Amazon Reviews – Be skeptical

As a frequent purchaser of electronic accessories and hardware devices from Amazon, I’ve experienced more disappointment with my purchases over the past year. Many of these products are sold by Chinese manufacturers that have found Amazon to be a great way to bypass the retailers and offer their products at a lower cost. With all the competition for attention, especially among similar products, these manufacturers have figured out that the best way to differentiate their products are to have the highest ratings and lots of reviews. And that’s led to big problem: an epidemic of fake reviews. In a half dozen products purchased over the past month, I’ve returned three of them for being shoddy or not as represented.

In retrospect, with a little effort these misleading reviews can be detected. They’re often written with poor grammar, are short, and many posted around the same dates.

Here are a few examples of the reviews for a small, portable Apple Watch charger that I purchased. I checked these reviews more carefully after buying, initially accepting the 4-star review. But when I received the product and saw how poorly it worked – heating up the watch and having a fragile connector, I went back and discovered these:


 

October 23, 2019

Verified Purchase
2 people found this helpful

I then discovered fakespot.com, a utility that analyzes reviews on Amazon and a few other sites, including Trip Advisor.  Facespot determines how many are fake, how many have been removed, and provides a revised rating of the product.

To use, you just paste the product’s link into the website or phone app and it conducts an analysis.

For this charger product, it came up with this assessment.

D Rating

  • How are reviewers describing this item?
    good, charged, convenient, easy and fast.
  • Our engine has profiled the reviewer patterns and has determined that there is high deception involved.
  • This product had a total of 22 reviews as of our last analysis date on Nov 8 2019.

The site also gave an F rating to the company and provided a selection of higher rated alternative products.

I examined another twenty products ranging from cables to battery charges to hardware items. Many fake reviews were founded in a majority of the products I checked. Sometimes more than half were fake.

For example, this DeWalt Drill bit set has 1739 ratings averaging 4.5 stars. Fakespot analyzed the reviews and came up with a D rating and these comments:

  • How are reviewers describing this item?
    great, good, set, quality and nice.
  • Our engine has detected that Amazon has altered, modified or removed reviews from this listing.
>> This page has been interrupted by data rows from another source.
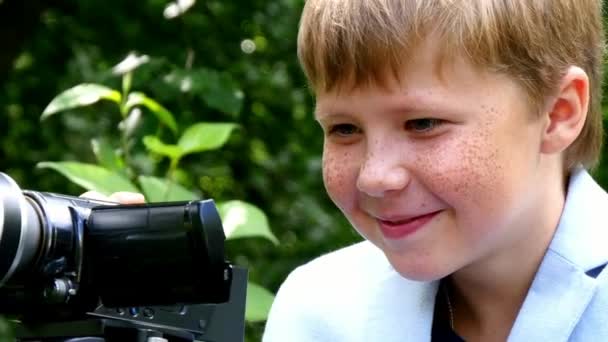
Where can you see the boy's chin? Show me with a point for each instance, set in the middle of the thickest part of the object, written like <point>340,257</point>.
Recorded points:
<point>418,272</point>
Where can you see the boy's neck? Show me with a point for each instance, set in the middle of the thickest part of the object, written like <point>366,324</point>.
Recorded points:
<point>488,295</point>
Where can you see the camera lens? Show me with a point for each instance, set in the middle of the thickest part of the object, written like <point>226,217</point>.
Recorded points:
<point>20,230</point>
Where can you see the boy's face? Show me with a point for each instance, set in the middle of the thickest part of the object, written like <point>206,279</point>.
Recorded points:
<point>439,171</point>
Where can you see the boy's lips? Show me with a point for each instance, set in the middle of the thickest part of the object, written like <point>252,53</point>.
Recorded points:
<point>399,227</point>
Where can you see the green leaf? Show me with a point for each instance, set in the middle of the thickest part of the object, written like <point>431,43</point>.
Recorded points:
<point>154,144</point>
<point>163,115</point>
<point>241,219</point>
<point>79,96</point>
<point>106,155</point>
<point>162,190</point>
<point>91,177</point>
<point>219,91</point>
<point>205,136</point>
<point>259,301</point>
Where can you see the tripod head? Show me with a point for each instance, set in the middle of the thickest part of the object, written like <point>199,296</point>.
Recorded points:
<point>72,267</point>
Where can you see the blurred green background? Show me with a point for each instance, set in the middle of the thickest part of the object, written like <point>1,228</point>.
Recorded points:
<point>239,55</point>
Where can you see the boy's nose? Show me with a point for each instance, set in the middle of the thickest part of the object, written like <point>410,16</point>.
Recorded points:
<point>379,176</point>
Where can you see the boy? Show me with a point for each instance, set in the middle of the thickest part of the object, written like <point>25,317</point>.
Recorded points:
<point>456,139</point>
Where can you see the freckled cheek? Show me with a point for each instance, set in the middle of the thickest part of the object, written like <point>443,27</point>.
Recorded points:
<point>466,175</point>
<point>339,175</point>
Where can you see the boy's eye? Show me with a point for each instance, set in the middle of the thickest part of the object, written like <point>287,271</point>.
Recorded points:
<point>344,129</point>
<point>422,125</point>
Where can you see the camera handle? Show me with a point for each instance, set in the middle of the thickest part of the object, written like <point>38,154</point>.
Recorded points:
<point>204,322</point>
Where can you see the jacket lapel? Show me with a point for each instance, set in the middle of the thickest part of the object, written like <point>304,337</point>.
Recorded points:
<point>402,311</point>
<point>566,280</point>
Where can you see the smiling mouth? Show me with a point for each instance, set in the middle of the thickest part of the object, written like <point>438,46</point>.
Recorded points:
<point>398,229</point>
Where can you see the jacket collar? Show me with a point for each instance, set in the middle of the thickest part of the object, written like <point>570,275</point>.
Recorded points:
<point>566,280</point>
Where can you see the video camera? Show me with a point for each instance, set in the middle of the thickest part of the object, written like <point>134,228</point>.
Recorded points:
<point>75,269</point>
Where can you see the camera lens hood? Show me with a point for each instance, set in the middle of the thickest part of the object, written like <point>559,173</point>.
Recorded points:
<point>18,223</point>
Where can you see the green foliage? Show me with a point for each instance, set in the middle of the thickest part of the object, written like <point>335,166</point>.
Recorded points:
<point>91,177</point>
<point>240,219</point>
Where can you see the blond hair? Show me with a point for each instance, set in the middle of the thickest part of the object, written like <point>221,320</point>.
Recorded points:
<point>355,42</point>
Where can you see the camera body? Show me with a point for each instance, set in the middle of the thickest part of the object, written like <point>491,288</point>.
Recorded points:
<point>67,259</point>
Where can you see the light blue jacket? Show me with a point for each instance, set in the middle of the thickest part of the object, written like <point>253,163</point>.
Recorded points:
<point>354,295</point>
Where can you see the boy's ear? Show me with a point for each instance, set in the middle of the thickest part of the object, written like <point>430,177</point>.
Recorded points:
<point>567,112</point>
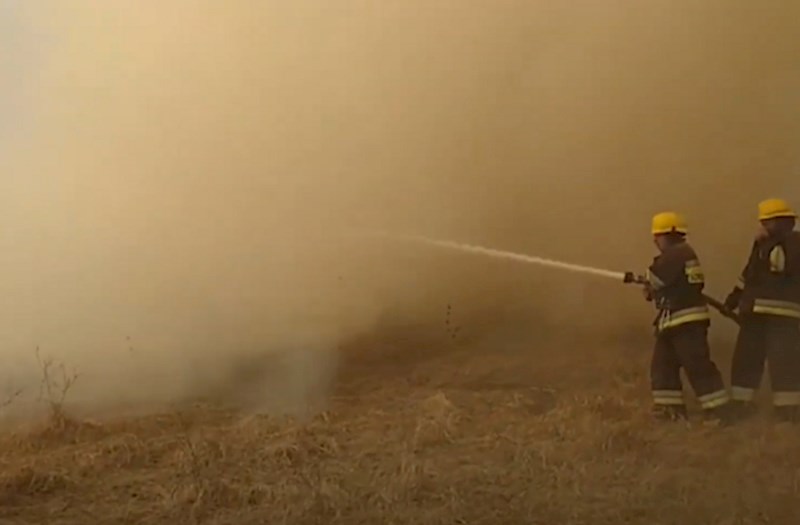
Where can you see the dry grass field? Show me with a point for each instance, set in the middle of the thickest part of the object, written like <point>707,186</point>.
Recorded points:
<point>547,433</point>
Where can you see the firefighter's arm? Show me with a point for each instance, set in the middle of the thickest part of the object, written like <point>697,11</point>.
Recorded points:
<point>664,272</point>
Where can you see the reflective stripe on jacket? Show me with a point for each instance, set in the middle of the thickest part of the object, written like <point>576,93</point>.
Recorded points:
<point>677,280</point>
<point>770,282</point>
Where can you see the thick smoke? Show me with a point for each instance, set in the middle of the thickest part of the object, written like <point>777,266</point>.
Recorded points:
<point>175,204</point>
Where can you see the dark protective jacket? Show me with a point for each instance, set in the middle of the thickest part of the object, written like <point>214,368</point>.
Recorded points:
<point>676,280</point>
<point>770,282</point>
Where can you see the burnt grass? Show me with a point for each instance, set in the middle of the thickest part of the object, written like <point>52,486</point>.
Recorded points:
<point>450,437</point>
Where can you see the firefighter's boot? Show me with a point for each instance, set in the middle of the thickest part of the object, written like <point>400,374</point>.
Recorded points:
<point>670,413</point>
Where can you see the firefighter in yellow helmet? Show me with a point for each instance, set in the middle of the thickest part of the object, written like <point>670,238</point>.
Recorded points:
<point>768,300</point>
<point>675,283</point>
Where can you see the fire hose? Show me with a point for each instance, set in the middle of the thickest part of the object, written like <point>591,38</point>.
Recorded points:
<point>632,278</point>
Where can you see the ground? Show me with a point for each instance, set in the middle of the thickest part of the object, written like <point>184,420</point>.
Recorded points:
<point>545,432</point>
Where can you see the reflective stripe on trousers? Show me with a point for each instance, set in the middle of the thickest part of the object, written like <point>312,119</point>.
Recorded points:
<point>714,399</point>
<point>774,307</point>
<point>669,319</point>
<point>668,397</point>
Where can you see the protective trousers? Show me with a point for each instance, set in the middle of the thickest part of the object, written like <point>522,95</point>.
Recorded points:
<point>685,346</point>
<point>767,338</point>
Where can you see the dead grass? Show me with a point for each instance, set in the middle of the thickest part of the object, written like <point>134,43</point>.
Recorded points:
<point>453,448</point>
We approximate total reviews altered up to 6271.
  • Previous analysis of this listing was an D grade.
  • Our engine has profiled the reviewer patterns and has determined that there is high deception involved.
  • Our engine has analyzed and discovered that 47.5% of the reviews are reliable.
  • This product had a total of 1,736 reviews as of our last analysis date on Nov 5 2019.

 

This pattern is repeated on product after product, particularly those that are being sold at prices too good to believe.

Fakespot can be accessed many ways, including its website, an app, and as a browser extension. Fakespot originally focused its algorithms on Amazon, but later added TripAdvisor, Walmart, Best Buy, and Yelp support. The company found that over 50 percent of the Walmart reviews were “unauthentic and unreliable,” while it found Best Buy ratings to have less than 5% fake reviews.

I also tried ReviewMeta, an Amazon-only analyzer. It removes the suspicious reviews and adjusts the rating score. For the watch charger, it returned a 4-star review. I tried it on several other products and, while it provided more data, it tended to be less harsh than fakespot.

When I checked other products on Amazon that were from well known brands and were higher priced, the reviews were more reliable. But clearly Amazon, a company that its users have come to rely on reviews more than most to make decisions between similar products, has a big problem on their hands. Amazon may be weeding out many of the bad reviews, as evidenced by some of the analyses from fakespot. But so many remain that are detectable by sites such as fakespot, they can and should be doing much more. It affects customer trust of the site and adds to the company’s cost of returns.

The problem is that so many are trying to game their system. For example, if Amazon banned a company’s products that had fake reviews, you can be sure a competitor would start writing fake reviews to that site.  For now I recommend using fakespot as another check before purchasing.